— Он знал, что моя мать все еще жива!
— Нет, едва ли… Но ему могло быть известно, что ее нет среди мертвых.
— Какое же тут различие?
— Церковь учит, что все души сначала проходят через руки Разрушителя, прежде чем попасть в царствие Создателя. Карасма отлавливает те души, на которые у него есть право. Поэтому он мог знать, что твоя мать еще не приходила к нему. Но помимо этого, его власть вне потоков леу ограничена. Он может действовать только через Приспешников, их Подручных и слуг, которым платит. Они его глаза и уши. Впрочем, я никогда раньше не слышал, чтобы он подсылал Приспешника в товарищество: это показывает, как важен для него хотя бы кто-то один из нас. Не так легко найти Приспешника, который мог бы выдержать постоянство — даже в такой помойной куче, как Набла, — достаточно долго, чтобы обмануть проводника и присоединиться к товариществу. Гравал, должно быть, обладал особыми способностями. К нему можно бы было испытывать восхищение, не выбери он столь гнусное приложение своим талантам.
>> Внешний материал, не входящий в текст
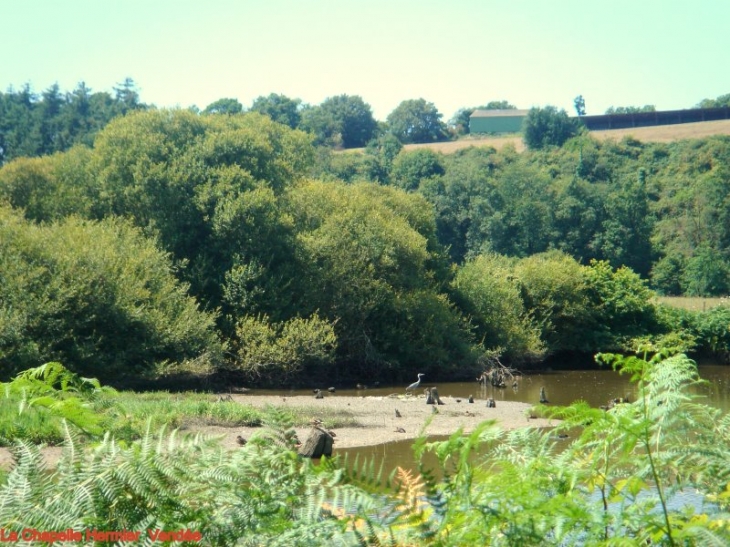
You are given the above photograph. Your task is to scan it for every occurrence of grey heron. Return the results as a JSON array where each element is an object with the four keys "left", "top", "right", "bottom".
[{"left": 406, "top": 372, "right": 425, "bottom": 391}]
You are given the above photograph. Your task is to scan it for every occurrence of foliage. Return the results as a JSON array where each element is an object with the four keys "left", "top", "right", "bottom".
[
  {"left": 251, "top": 93, "right": 302, "bottom": 129},
  {"left": 236, "top": 314, "right": 337, "bottom": 383},
  {"left": 288, "top": 182, "right": 464, "bottom": 374},
  {"left": 203, "top": 97, "right": 243, "bottom": 114},
  {"left": 0, "top": 416, "right": 384, "bottom": 546},
  {"left": 584, "top": 261, "right": 658, "bottom": 350},
  {"left": 301, "top": 95, "right": 378, "bottom": 148},
  {"left": 449, "top": 101, "right": 517, "bottom": 135},
  {"left": 5, "top": 354, "right": 730, "bottom": 546},
  {"left": 606, "top": 104, "right": 656, "bottom": 114},
  {"left": 386, "top": 99, "right": 448, "bottom": 144},
  {"left": 522, "top": 106, "right": 580, "bottom": 150},
  {"left": 0, "top": 78, "right": 147, "bottom": 166},
  {"left": 514, "top": 251, "right": 592, "bottom": 353},
  {"left": 390, "top": 148, "right": 444, "bottom": 191},
  {"left": 453, "top": 255, "right": 544, "bottom": 359},
  {"left": 696, "top": 93, "right": 730, "bottom": 108},
  {"left": 0, "top": 208, "right": 222, "bottom": 381}
]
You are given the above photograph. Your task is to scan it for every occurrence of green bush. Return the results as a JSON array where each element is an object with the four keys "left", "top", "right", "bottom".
[{"left": 0, "top": 208, "right": 222, "bottom": 383}]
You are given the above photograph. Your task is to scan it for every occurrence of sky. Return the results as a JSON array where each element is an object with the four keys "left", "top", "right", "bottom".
[{"left": 5, "top": 0, "right": 730, "bottom": 121}]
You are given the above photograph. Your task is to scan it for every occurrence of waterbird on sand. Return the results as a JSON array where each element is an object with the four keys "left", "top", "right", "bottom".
[{"left": 406, "top": 372, "right": 425, "bottom": 391}]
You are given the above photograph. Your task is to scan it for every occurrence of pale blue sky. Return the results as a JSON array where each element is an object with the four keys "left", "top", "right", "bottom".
[{"left": 0, "top": 0, "right": 730, "bottom": 121}]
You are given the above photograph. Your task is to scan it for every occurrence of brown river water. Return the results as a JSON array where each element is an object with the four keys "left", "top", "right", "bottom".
[{"left": 337, "top": 365, "right": 730, "bottom": 477}]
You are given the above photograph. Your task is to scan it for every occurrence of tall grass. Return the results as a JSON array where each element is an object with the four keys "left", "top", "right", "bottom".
[{"left": 0, "top": 392, "right": 359, "bottom": 446}]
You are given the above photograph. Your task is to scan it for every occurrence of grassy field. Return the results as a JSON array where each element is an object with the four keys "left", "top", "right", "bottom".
[
  {"left": 386, "top": 120, "right": 730, "bottom": 154},
  {"left": 658, "top": 296, "right": 730, "bottom": 311},
  {"left": 0, "top": 391, "right": 359, "bottom": 446}
]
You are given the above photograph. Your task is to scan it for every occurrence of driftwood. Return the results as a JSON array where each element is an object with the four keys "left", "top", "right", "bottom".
[
  {"left": 299, "top": 427, "right": 335, "bottom": 458},
  {"left": 426, "top": 387, "right": 444, "bottom": 405}
]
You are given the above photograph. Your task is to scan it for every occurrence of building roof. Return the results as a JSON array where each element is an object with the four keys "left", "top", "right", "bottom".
[{"left": 469, "top": 108, "right": 529, "bottom": 118}]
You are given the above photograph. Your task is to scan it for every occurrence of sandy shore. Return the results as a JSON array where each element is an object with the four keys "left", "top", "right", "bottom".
[{"left": 0, "top": 394, "right": 554, "bottom": 469}]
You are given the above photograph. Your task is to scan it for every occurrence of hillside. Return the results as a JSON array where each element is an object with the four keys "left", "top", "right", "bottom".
[{"left": 405, "top": 120, "right": 730, "bottom": 154}]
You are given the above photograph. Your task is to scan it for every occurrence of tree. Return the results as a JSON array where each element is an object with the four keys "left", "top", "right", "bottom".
[
  {"left": 573, "top": 95, "right": 586, "bottom": 116},
  {"left": 695, "top": 93, "right": 730, "bottom": 108},
  {"left": 523, "top": 106, "right": 580, "bottom": 150},
  {"left": 114, "top": 77, "right": 141, "bottom": 114},
  {"left": 449, "top": 101, "right": 517, "bottom": 135},
  {"left": 606, "top": 104, "right": 656, "bottom": 114},
  {"left": 302, "top": 95, "right": 378, "bottom": 148},
  {"left": 386, "top": 99, "right": 448, "bottom": 144},
  {"left": 391, "top": 148, "right": 444, "bottom": 190},
  {"left": 452, "top": 254, "right": 545, "bottom": 359},
  {"left": 203, "top": 98, "right": 243, "bottom": 114},
  {"left": 251, "top": 93, "right": 302, "bottom": 129},
  {"left": 0, "top": 207, "right": 222, "bottom": 380}
]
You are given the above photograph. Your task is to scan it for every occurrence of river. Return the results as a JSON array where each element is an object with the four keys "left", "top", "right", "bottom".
[{"left": 337, "top": 364, "right": 730, "bottom": 476}]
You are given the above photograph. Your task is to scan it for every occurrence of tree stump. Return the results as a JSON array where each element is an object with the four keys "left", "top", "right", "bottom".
[
  {"left": 426, "top": 387, "right": 444, "bottom": 405},
  {"left": 299, "top": 427, "right": 335, "bottom": 458}
]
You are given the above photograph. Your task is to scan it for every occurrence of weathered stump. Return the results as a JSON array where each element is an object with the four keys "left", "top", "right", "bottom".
[
  {"left": 299, "top": 427, "right": 335, "bottom": 458},
  {"left": 426, "top": 387, "right": 444, "bottom": 405}
]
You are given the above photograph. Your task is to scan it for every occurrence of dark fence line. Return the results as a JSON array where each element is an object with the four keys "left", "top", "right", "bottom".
[{"left": 580, "top": 106, "right": 730, "bottom": 131}]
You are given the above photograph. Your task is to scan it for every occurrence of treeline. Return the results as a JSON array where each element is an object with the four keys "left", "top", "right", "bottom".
[
  {"left": 318, "top": 135, "right": 730, "bottom": 296},
  {"left": 0, "top": 110, "right": 730, "bottom": 385},
  {"left": 0, "top": 78, "right": 147, "bottom": 165}
]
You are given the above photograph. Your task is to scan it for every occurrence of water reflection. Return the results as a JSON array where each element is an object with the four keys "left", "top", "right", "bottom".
[{"left": 337, "top": 365, "right": 730, "bottom": 476}]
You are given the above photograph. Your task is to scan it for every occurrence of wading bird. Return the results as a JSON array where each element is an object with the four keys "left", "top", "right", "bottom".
[{"left": 406, "top": 372, "right": 425, "bottom": 391}]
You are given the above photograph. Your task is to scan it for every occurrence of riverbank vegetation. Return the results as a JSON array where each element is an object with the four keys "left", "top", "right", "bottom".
[
  {"left": 0, "top": 109, "right": 730, "bottom": 387},
  {"left": 0, "top": 352, "right": 730, "bottom": 546}
]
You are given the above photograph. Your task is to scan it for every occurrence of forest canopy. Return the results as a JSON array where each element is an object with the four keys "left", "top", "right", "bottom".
[{"left": 0, "top": 85, "right": 730, "bottom": 384}]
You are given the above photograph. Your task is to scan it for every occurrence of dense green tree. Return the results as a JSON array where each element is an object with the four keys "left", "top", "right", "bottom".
[
  {"left": 203, "top": 98, "right": 243, "bottom": 114},
  {"left": 522, "top": 106, "right": 580, "bottom": 150},
  {"left": 449, "top": 101, "right": 517, "bottom": 135},
  {"left": 696, "top": 93, "right": 730, "bottom": 108},
  {"left": 301, "top": 95, "right": 378, "bottom": 148},
  {"left": 386, "top": 99, "right": 448, "bottom": 144},
  {"left": 479, "top": 164, "right": 554, "bottom": 257},
  {"left": 573, "top": 95, "right": 586, "bottom": 116},
  {"left": 0, "top": 208, "right": 222, "bottom": 382},
  {"left": 290, "top": 182, "right": 468, "bottom": 374},
  {"left": 87, "top": 111, "right": 312, "bottom": 319},
  {"left": 595, "top": 170, "right": 653, "bottom": 276},
  {"left": 583, "top": 261, "right": 658, "bottom": 351},
  {"left": 606, "top": 104, "right": 656, "bottom": 114},
  {"left": 452, "top": 255, "right": 545, "bottom": 360},
  {"left": 514, "top": 251, "right": 592, "bottom": 353},
  {"left": 251, "top": 93, "right": 302, "bottom": 129},
  {"left": 391, "top": 148, "right": 444, "bottom": 190},
  {"left": 681, "top": 245, "right": 730, "bottom": 296}
]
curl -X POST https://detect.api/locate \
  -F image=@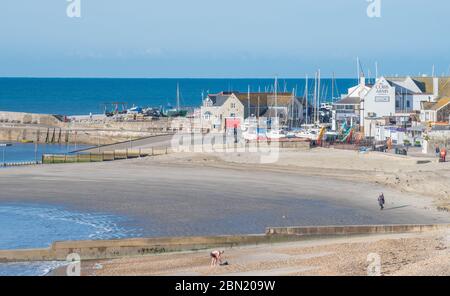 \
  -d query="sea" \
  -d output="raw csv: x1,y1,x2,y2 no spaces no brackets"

0,203,142,276
0,78,358,115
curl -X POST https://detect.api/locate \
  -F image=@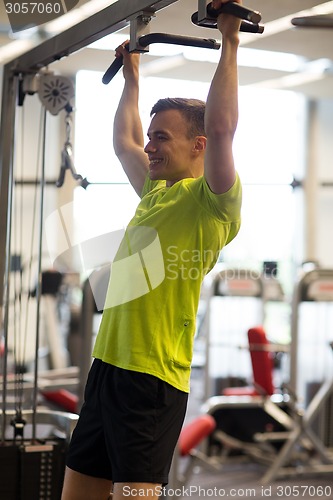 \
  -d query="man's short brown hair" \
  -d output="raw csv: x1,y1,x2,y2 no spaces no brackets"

150,97,206,139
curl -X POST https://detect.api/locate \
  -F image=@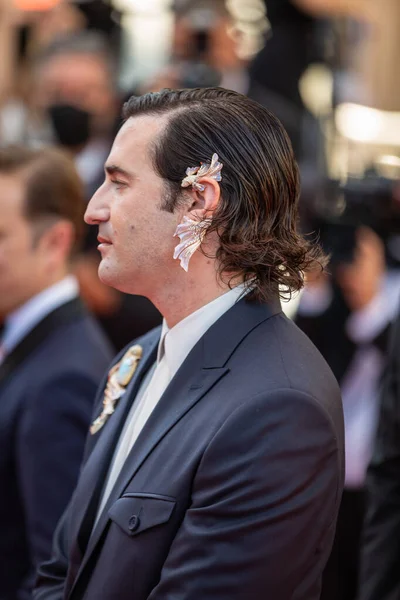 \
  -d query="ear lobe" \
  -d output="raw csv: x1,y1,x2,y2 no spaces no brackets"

188,177,221,219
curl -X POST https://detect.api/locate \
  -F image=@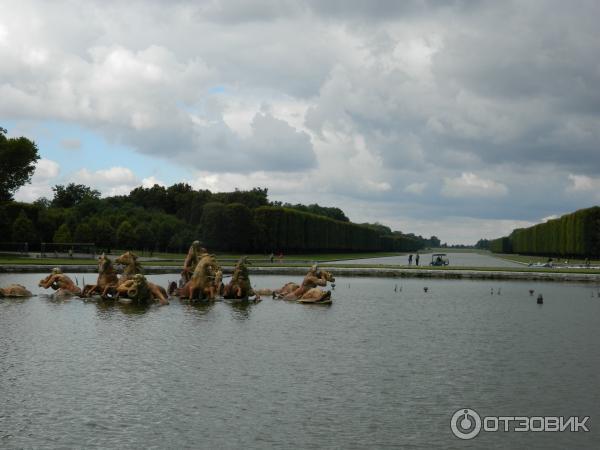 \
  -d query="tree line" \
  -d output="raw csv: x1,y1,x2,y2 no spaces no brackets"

490,206,600,257
0,128,439,253
0,183,430,253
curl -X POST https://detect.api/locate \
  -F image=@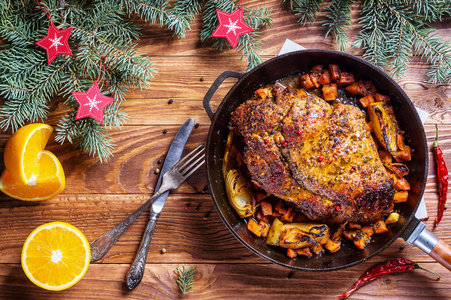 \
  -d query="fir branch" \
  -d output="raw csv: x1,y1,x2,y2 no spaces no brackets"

175,266,196,294
200,0,272,71
283,0,322,25
321,0,354,51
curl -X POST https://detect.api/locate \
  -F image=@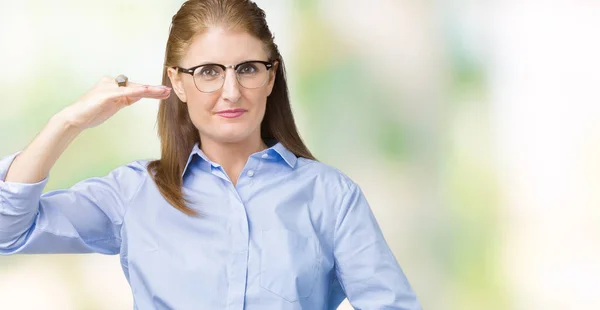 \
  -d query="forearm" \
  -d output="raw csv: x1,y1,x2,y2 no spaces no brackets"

4,111,81,184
Керис стиснула зубы, стараясь не вспоминать скрежет, с которым лезвие ножа рассекло горло Гравала.
Со двора вернулся Даврон, неся в руке мертвую курицу, одну из несушек Пикля. Ее шея была перегрызена.
— Нашли вы следы… той твари? — спросила его Керис, не сводя глаз с окровавленного тельца.
— За ней тянулся кровавый след. Думаю, обе наши стрелы попали в цель. Мы прошли до частокола, но тем и ограничились. Ни у кого из нас не хватило духа выйти за ограду — по крайней мере сегодня ночью. Не думаю, что этот Подручный снова сунется сюда.
— Наверняка, — спокойно подтвердил Мелдор. — Он ранен и лишился хозяина. Но почему ты принес… э-э… цыпленка, Даврон?
Хамелеон и Керис обменялись взглядами. Бесполезно гадать, каким образом старик знает, что Даврон что-то держит в руках.
— Потрогай, — сказал Даврон и протянул тушку старику. Мелдор поднял руку и коснулся перьев.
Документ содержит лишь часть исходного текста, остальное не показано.